Nomads, as was common knowledge, did not lie. “Have you seen it before?” she asked.
“I have seen one before, quite often,” Fyn answered carefully. “I did not see this one clearly enough to be sure whether it is the same.” He felt a slight twinge of conscience, but was able to convince himself that this was not deceit; this might not be Bones, though the other was supposed to be a prisoner. “Shall we try to catch him and find out?”
“You should get out of the city at once — you can’t say you aren’t breathing out air. Still, if you willpromise not to try to get away from me, and to help me if we do catch up with that thing, all right.”
“I promise.” Fyn wanted, as badly as the Hiller woman did, to get a better look at the native. It seemed most probably that it was Bones, but the more Earrin thought, the more he felt that there had been something different about the fleetingly glimpsed figure.
“All right. Come on.” The woman, again taking Fyn’s word at face value, led the way back into the tunnel. They approached the cross passage where the native had disappeared and looked around the corner. Nothing but dimly lit stone and darker doorways could be seen. They went along this, checking inside each room as they passed it. For thirty or forty meters there was no conversation; then the woman spoke again.
“Why did you come into the city? Were you planning to steal something?”
“What does that mean?”
“Take something for your own without having made it or paid for it.”
“No. I was looking for something, but not to take it.”
“Not even air?” the woman sneered. Fyn was a little shocked at the question.
“How can you steal air?” he asked. “I know you regard it as city property, but surely you wouldn’t keep it from anyone for that reason. Of course I would have recharged at your air center.” His voice made no secret of his feeling about the matter.
“That is stealing. You have no right to do such a thing.”
“I don’t agree. In the first place, you don’t keep air from anyone who needs it. In the second, some of your people made me go with them last night, and use air I would otherwise have replenished from my own source. I think I have a perfect right to a charge at your city’s expense. Those people owe it to me.”

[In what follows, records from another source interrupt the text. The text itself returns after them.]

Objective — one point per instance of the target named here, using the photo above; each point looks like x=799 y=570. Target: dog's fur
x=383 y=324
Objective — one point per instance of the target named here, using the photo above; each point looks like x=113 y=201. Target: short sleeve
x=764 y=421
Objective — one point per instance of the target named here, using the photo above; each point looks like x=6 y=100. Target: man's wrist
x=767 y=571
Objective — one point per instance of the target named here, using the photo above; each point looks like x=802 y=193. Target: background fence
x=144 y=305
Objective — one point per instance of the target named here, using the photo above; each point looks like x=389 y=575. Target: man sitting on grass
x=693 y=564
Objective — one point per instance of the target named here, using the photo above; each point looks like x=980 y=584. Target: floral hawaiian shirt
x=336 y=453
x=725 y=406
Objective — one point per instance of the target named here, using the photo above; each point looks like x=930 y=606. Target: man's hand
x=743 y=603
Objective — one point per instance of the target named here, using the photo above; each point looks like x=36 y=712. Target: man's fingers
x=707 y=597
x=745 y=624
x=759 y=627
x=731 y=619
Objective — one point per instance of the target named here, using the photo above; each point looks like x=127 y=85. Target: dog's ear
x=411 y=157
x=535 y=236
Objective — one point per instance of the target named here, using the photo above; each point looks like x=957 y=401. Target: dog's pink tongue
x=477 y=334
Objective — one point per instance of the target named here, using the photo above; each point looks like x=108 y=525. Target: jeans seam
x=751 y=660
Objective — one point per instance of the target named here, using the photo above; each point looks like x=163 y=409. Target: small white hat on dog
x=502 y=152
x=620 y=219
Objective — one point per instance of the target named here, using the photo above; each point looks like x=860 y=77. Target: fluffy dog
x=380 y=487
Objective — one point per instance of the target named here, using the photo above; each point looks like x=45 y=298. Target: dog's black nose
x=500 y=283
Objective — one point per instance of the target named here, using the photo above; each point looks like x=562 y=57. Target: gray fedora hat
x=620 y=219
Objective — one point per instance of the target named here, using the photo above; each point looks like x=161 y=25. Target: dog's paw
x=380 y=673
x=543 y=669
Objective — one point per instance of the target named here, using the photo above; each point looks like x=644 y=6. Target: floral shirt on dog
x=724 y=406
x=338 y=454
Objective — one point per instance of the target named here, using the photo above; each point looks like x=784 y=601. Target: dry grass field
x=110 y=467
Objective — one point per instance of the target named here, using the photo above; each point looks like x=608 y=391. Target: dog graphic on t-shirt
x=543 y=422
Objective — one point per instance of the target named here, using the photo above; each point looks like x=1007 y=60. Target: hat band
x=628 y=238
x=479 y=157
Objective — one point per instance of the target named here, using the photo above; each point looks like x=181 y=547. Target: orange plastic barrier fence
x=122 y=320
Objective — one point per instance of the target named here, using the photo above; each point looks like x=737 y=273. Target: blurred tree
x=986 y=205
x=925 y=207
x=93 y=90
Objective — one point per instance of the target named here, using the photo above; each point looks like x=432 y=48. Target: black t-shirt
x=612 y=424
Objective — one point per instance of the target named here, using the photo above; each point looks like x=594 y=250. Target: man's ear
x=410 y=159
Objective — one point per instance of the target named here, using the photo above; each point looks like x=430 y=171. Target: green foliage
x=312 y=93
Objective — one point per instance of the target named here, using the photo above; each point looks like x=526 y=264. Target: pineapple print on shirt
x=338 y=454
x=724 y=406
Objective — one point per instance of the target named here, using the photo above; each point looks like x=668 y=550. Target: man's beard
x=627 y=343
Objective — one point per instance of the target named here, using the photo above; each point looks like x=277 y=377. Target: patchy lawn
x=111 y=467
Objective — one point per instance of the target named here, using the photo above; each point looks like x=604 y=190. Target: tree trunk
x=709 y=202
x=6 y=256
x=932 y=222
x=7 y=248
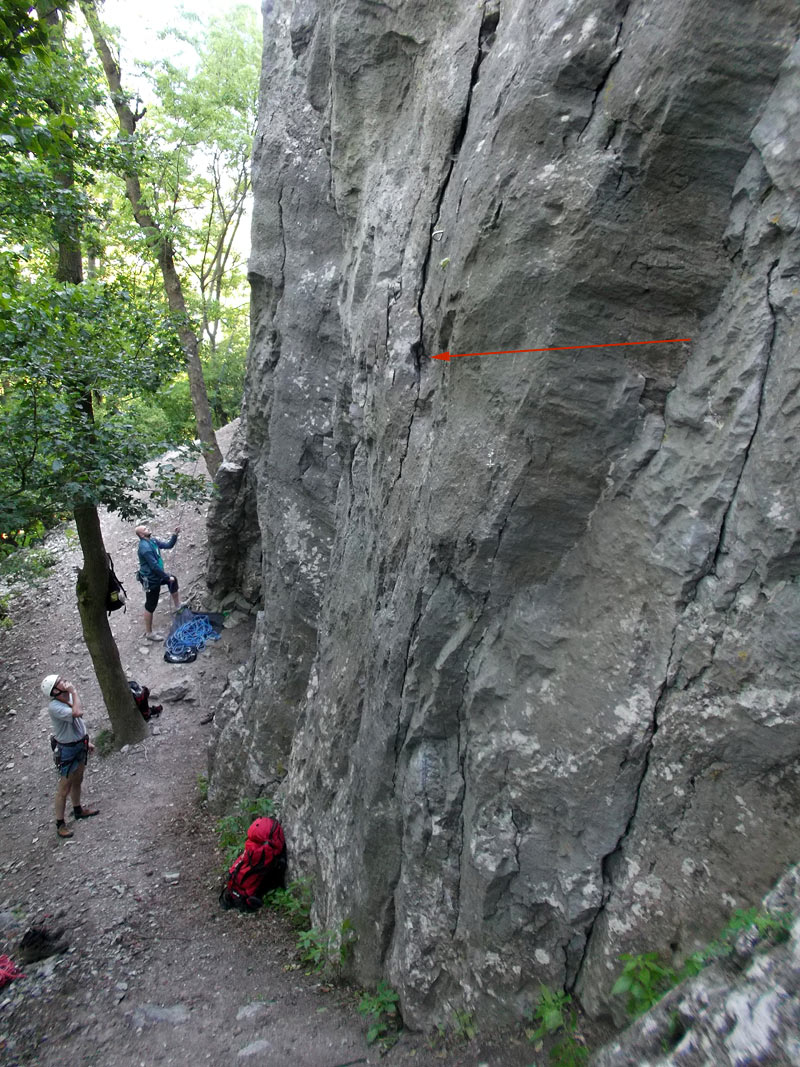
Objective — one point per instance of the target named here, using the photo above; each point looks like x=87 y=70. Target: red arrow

“They brought you into the city?”
“No.” Fyn’s habitual truthfulness was in complete charge, though he had some doubt about telling the whole story to this Hiller. “They said they were going to, but I got away from them. They wanted me to do something I did not approve of. If I had gone home they could have caught me again easily, so I came here to recharge.”
“And you just came in through the first air lock you found. No one stopped you?”
“No one was around. It was night. I’ve been trying to find my way around here all day.” His interrogator looked at him shrewdly and, he thought, a little more sympathetically.
“You might have charged up with more than air, then,” she remarked.
“Of course. Food goes with air, anyway. Or doesn’t your food grow on — ”
“Oh, yes. Well, maybe if you’re helpful with this animal we can supply you with some of both.”
“You owe me some already, if there are any new varieties. I haven’t been paid for my cargo yet, and the payment was to be at least two new cultures for making air, food, or some structural material.” Earrin explained the situation in detail, still omitting mention of Bones and the Fyn family’s relations with the being. The woman seemed quite surprised.
“I hadn’t heard of such arrangements being made with Nomads,” she said. “I know that people sometimes trade with them, and I’d heard that some people were careless enough of the rules to let new varieties of plant survive. I’m very surprised that such materials were actually used. I don’t see what anyone would want with copper or glass. I’ve seen a few tools made of the metal, and of course the roof of the air section has glass in it to let the sunlight in; but surely no one is going to build more air rooms.”